Pada Senin, 13 Januari 2025, Bloomberg News melaporkan bahwa China tengah mengeksplorasi kemungkinan menjual operasional TikTok di Amerika Serikat kepada miliarder Elon Musk. Langkah ini muncul di tengah ancaman dari pemerintah AS yang berencana memblokir aplikasi media sosial tersebut, dengan alasan potensi ancaman terhadap keamanan nasional.
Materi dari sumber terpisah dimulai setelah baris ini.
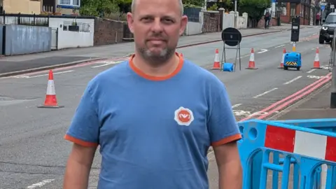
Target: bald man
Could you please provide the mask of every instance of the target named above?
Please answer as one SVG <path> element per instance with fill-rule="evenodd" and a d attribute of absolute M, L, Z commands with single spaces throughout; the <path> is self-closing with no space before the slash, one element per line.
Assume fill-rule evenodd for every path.
<path fill-rule="evenodd" d="M 88 188 L 98 146 L 98 189 L 207 189 L 211 146 L 220 188 L 241 188 L 241 136 L 226 90 L 176 52 L 188 22 L 182 1 L 132 8 L 135 53 L 88 83 L 64 136 L 74 145 L 64 188 Z"/>

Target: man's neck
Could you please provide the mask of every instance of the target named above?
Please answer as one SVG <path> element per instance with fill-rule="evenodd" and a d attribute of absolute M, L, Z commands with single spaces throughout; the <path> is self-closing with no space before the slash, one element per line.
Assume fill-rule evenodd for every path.
<path fill-rule="evenodd" d="M 133 58 L 133 64 L 136 68 L 144 74 L 155 77 L 162 77 L 171 74 L 178 66 L 179 62 L 180 59 L 175 53 L 167 62 L 162 62 L 161 66 L 157 67 L 153 67 L 146 63 L 146 60 L 136 52 Z"/>

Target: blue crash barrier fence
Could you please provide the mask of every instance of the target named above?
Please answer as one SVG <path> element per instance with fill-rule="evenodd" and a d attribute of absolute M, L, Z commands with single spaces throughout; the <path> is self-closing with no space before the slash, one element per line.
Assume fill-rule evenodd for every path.
<path fill-rule="evenodd" d="M 336 188 L 336 119 L 238 125 L 243 189 Z"/>

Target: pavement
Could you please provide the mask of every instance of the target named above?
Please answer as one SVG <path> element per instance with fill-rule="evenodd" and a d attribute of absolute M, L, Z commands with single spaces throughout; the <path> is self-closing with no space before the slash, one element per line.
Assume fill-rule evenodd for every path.
<path fill-rule="evenodd" d="M 302 67 L 299 71 L 277 68 L 283 48 L 290 51 L 292 48 L 289 42 L 290 32 L 285 29 L 244 38 L 241 43 L 241 70 L 238 69 L 231 73 L 209 70 L 225 84 L 237 120 L 275 116 L 290 104 L 274 106 L 274 103 L 300 89 L 312 88 L 312 83 L 323 83 L 320 79 L 328 74 L 326 65 L 330 49 L 328 44 L 318 44 L 318 32 L 316 27 L 301 30 L 301 40 L 297 44 L 297 51 L 302 56 Z M 129 45 L 123 43 L 125 46 Z M 322 69 L 311 69 L 317 47 L 320 50 Z M 127 52 L 131 51 L 130 48 Z M 255 50 L 255 66 L 258 68 L 256 70 L 245 69 L 251 48 Z M 221 52 L 223 42 L 187 46 L 178 49 L 178 52 L 199 66 L 209 69 L 214 64 L 216 48 Z M 121 48 L 120 50 L 121 52 Z M 98 57 L 107 57 L 109 56 L 107 54 L 118 55 L 118 52 L 110 52 L 104 50 L 104 54 L 101 52 L 96 55 Z M 233 61 L 234 50 L 228 50 L 227 55 L 227 62 Z M 42 56 L 31 56 L 38 55 Z M 57 99 L 60 105 L 65 106 L 59 109 L 36 108 L 44 102 L 48 71 L 0 78 L 0 188 L 62 188 L 64 167 L 71 146 L 71 144 L 63 140 L 64 134 L 88 82 L 115 64 L 118 61 L 110 57 L 54 69 Z M 300 94 L 302 98 L 308 95 Z M 267 107 L 271 108 L 265 109 Z M 210 188 L 218 189 L 218 172 L 211 152 L 209 158 Z M 97 187 L 100 160 L 101 156 L 97 153 L 92 165 L 90 188 Z"/>
<path fill-rule="evenodd" d="M 313 27 L 305 26 L 304 27 Z M 267 32 L 279 32 L 289 29 L 288 24 L 272 27 L 265 31 L 262 29 L 246 29 L 240 31 L 243 37 L 258 35 Z M 195 36 L 182 36 L 178 42 L 180 48 L 200 43 L 209 43 L 221 41 L 220 32 L 203 34 Z M 98 59 L 111 59 L 127 57 L 132 53 L 134 43 L 123 43 L 109 46 L 95 46 L 61 50 L 57 51 L 22 55 L 13 57 L 4 57 L 0 59 L 0 77 L 8 75 L 17 74 L 17 71 L 24 70 L 25 72 L 54 69 L 64 66 L 64 64 L 76 64 L 79 62 L 96 60 Z M 11 73 L 10 74 L 8 74 Z M 21 73 L 22 74 L 22 73 Z"/>

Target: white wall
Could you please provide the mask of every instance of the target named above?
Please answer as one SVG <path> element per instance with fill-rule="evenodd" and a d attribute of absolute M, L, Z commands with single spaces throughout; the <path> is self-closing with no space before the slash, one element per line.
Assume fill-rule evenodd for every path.
<path fill-rule="evenodd" d="M 187 26 L 186 27 L 186 31 L 184 31 L 185 35 L 197 35 L 202 34 L 202 29 L 203 28 L 203 21 L 204 21 L 204 13 L 203 12 L 200 12 L 199 14 L 200 22 L 188 22 Z"/>
<path fill-rule="evenodd" d="M 237 15 L 239 15 L 239 13 L 237 12 Z M 246 13 L 244 13 L 242 16 L 237 17 L 237 29 L 247 28 L 247 20 L 248 15 Z M 234 27 L 234 12 L 231 11 L 230 14 L 223 15 L 223 29 L 227 27 Z"/>
<path fill-rule="evenodd" d="M 93 32 L 58 29 L 57 49 L 93 46 Z"/>
<path fill-rule="evenodd" d="M 75 22 L 79 27 L 79 31 L 68 31 L 69 26 Z M 52 34 L 52 44 L 57 44 L 57 47 L 52 46 L 53 49 L 93 46 L 94 19 L 50 18 L 49 27 L 55 29 L 58 28 L 57 32 Z"/>

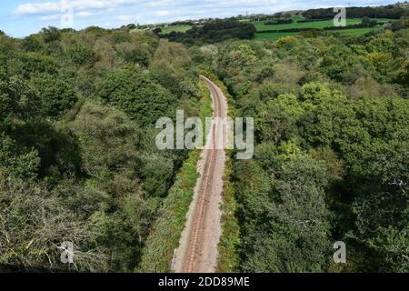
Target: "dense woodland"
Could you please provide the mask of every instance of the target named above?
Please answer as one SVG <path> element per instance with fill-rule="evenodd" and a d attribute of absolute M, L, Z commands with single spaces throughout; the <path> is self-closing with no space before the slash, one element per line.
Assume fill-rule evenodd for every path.
<path fill-rule="evenodd" d="M 217 44 L 127 27 L 0 35 L 1 270 L 138 269 L 187 156 L 155 149 L 155 122 L 200 114 L 200 69 L 255 119 L 254 159 L 233 162 L 234 270 L 409 272 L 407 19 L 278 41 L 204 27 L 186 35 Z M 339 240 L 346 265 L 332 263 Z"/>
<path fill-rule="evenodd" d="M 132 271 L 186 153 L 155 122 L 197 115 L 186 49 L 153 34 L 46 28 L 0 35 L 0 266 Z"/>
<path fill-rule="evenodd" d="M 409 30 L 194 51 L 255 118 L 254 158 L 234 161 L 237 268 L 408 272 Z"/>

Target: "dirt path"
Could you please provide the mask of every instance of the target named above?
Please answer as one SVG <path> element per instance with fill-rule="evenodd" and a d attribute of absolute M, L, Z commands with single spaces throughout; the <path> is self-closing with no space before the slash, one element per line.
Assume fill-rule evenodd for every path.
<path fill-rule="evenodd" d="M 212 81 L 201 76 L 212 94 L 214 117 L 227 116 L 224 95 Z M 216 129 L 217 128 L 217 129 Z M 187 222 L 179 248 L 175 252 L 174 270 L 177 273 L 212 273 L 217 264 L 217 245 L 221 235 L 219 205 L 222 202 L 223 174 L 225 152 L 217 149 L 225 129 L 212 125 L 207 144 L 202 151 L 197 167 L 200 178 L 187 214 Z M 208 136 L 208 137 L 210 137 Z"/>

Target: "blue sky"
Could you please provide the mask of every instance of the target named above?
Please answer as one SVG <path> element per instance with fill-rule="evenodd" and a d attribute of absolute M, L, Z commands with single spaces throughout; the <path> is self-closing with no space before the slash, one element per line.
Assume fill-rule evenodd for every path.
<path fill-rule="evenodd" d="M 396 0 L 397 1 L 397 0 Z M 0 0 L 0 30 L 22 37 L 42 27 L 62 26 L 64 3 L 72 7 L 75 29 L 110 28 L 129 23 L 152 24 L 245 13 L 339 5 L 377 5 L 391 0 Z M 66 6 L 65 6 L 66 7 Z"/>

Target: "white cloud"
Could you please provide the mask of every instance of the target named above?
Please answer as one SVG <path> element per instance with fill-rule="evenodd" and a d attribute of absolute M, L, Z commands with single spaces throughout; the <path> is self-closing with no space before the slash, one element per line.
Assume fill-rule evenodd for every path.
<path fill-rule="evenodd" d="M 61 6 L 57 3 L 45 2 L 45 3 L 32 3 L 19 5 L 15 10 L 16 15 L 38 15 L 55 13 L 61 10 Z"/>
<path fill-rule="evenodd" d="M 58 2 L 28 3 L 22 4 L 14 11 L 15 14 L 25 15 L 46 15 L 61 12 L 63 6 L 71 6 L 74 10 L 106 10 L 118 5 L 135 4 L 138 0 L 65 0 Z"/>

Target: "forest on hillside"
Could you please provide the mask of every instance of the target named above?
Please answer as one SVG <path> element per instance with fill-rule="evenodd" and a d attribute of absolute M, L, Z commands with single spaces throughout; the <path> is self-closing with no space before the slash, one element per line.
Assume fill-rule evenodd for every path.
<path fill-rule="evenodd" d="M 157 150 L 155 123 L 201 115 L 207 72 L 254 118 L 254 158 L 232 162 L 225 271 L 409 272 L 407 18 L 277 41 L 231 24 L 177 35 L 200 45 L 126 27 L 0 34 L 0 271 L 143 270 L 188 156 Z M 346 265 L 333 263 L 336 241 Z"/>
<path fill-rule="evenodd" d="M 233 164 L 227 269 L 408 272 L 409 30 L 192 51 L 255 119 L 254 158 Z"/>
<path fill-rule="evenodd" d="M 0 266 L 133 271 L 184 151 L 155 123 L 197 115 L 187 50 L 150 33 L 89 27 L 0 35 Z"/>

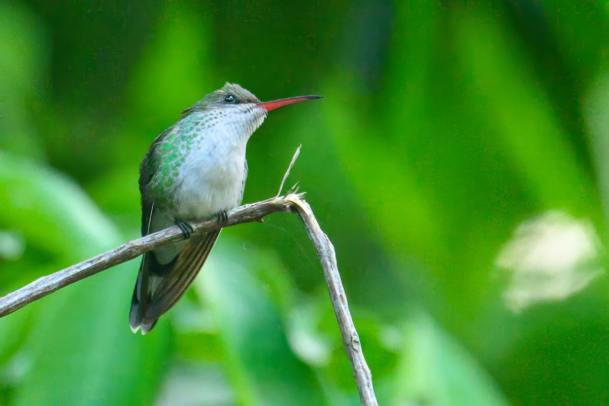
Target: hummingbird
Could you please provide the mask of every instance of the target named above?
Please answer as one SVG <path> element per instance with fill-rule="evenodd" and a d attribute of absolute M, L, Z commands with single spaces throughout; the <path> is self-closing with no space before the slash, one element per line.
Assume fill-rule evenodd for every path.
<path fill-rule="evenodd" d="M 144 254 L 133 289 L 129 324 L 146 334 L 192 284 L 220 229 L 192 234 L 188 222 L 217 216 L 241 204 L 247 177 L 245 147 L 267 116 L 285 106 L 322 96 L 261 102 L 250 91 L 227 83 L 181 112 L 161 134 L 139 167 L 142 235 L 177 224 L 185 236 Z"/>

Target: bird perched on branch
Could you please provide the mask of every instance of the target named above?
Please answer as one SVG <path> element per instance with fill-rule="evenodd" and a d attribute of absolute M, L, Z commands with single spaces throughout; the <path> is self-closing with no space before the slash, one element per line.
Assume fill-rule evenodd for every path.
<path fill-rule="evenodd" d="M 241 203 L 247 177 L 245 146 L 272 110 L 322 96 L 261 102 L 227 83 L 182 112 L 157 137 L 139 168 L 142 235 L 177 224 L 184 241 L 145 253 L 133 290 L 129 323 L 150 331 L 184 295 L 207 259 L 220 229 L 191 235 L 188 222 L 217 216 Z"/>

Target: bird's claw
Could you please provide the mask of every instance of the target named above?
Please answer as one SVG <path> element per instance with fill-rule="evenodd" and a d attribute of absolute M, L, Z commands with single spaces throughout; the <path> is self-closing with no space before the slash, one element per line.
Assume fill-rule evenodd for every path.
<path fill-rule="evenodd" d="M 188 223 L 181 220 L 178 220 L 175 222 L 175 224 L 180 227 L 182 233 L 184 234 L 184 239 L 190 238 L 191 235 L 192 234 L 192 227 Z"/>

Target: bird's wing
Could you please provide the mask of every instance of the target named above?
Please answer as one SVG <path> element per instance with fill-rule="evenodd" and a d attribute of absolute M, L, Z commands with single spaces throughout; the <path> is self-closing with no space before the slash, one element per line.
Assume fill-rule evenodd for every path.
<path fill-rule="evenodd" d="M 158 318 L 173 307 L 192 284 L 219 234 L 218 229 L 191 236 L 174 261 L 163 266 L 166 274 L 150 281 L 154 286 L 149 287 L 152 295 L 142 314 L 143 333 L 146 332 L 145 325 L 154 326 Z"/>

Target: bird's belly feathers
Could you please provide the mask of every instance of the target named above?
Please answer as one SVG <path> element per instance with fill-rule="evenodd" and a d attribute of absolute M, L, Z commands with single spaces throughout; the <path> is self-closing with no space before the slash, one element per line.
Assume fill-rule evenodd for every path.
<path fill-rule="evenodd" d="M 186 157 L 174 195 L 177 219 L 202 220 L 241 204 L 247 176 L 244 148 L 218 155 L 197 151 Z"/>

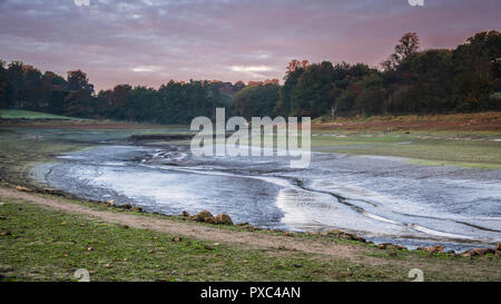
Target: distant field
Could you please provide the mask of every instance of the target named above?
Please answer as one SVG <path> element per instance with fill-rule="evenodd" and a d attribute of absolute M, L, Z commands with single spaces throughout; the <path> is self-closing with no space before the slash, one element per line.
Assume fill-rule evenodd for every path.
<path fill-rule="evenodd" d="M 313 129 L 322 131 L 461 131 L 501 133 L 501 111 L 336 117 L 313 120 Z"/>
<path fill-rule="evenodd" d="M 68 116 L 53 115 L 40 111 L 28 111 L 28 110 L 17 110 L 17 109 L 2 109 L 0 110 L 0 118 L 3 119 L 65 119 L 80 120 L 81 118 L 73 118 Z"/>

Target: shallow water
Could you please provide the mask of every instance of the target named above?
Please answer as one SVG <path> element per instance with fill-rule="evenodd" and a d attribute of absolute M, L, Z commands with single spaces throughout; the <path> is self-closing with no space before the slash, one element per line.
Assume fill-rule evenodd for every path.
<path fill-rule="evenodd" d="M 463 251 L 501 242 L 501 170 L 412 165 L 315 153 L 284 158 L 195 157 L 189 147 L 102 145 L 35 168 L 40 183 L 148 212 L 208 209 L 293 231 L 351 231 L 375 243 Z"/>

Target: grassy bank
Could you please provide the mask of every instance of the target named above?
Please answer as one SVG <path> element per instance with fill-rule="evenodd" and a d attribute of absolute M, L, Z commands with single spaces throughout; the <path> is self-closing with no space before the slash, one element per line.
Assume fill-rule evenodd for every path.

TikTok, yang dimiliki oleh perusahaan induk ByteDance, diberi tenggat waktu hingga 19 Januari 2025 untuk melakukan penjualan.
Menurut sumber yang berbicara kepada Bloomberg secara anonim, salah satu opsi yang sedang dibahas adalah penggabungan TikTok dengan perusahaan media sosial X, yang sebelumnya dikenal sebagai Twitter, yang dimiliki oleh Elon Musk. Nilai operasional TikTok di AS diperkirakan mencapai antara 40 hingga 50 miliar dolar AS (sekitar Rp 650 triliun hingga Rp 813 triliun), angka yang cukup besar untuk transaksi ini.
Elon Musk, yang saat ini menduduki posisi sebagai orang terkaya di dunia, belum mengungkapkan bagaimana dia berencana untuk menyelesaikan pembelian tersebut. Meskipun demikian, langkah ini menarik perhatian mengingat pengaruh besar Musk di dunia bisnis, terutama setelah akuisisinya terhadap Twitter.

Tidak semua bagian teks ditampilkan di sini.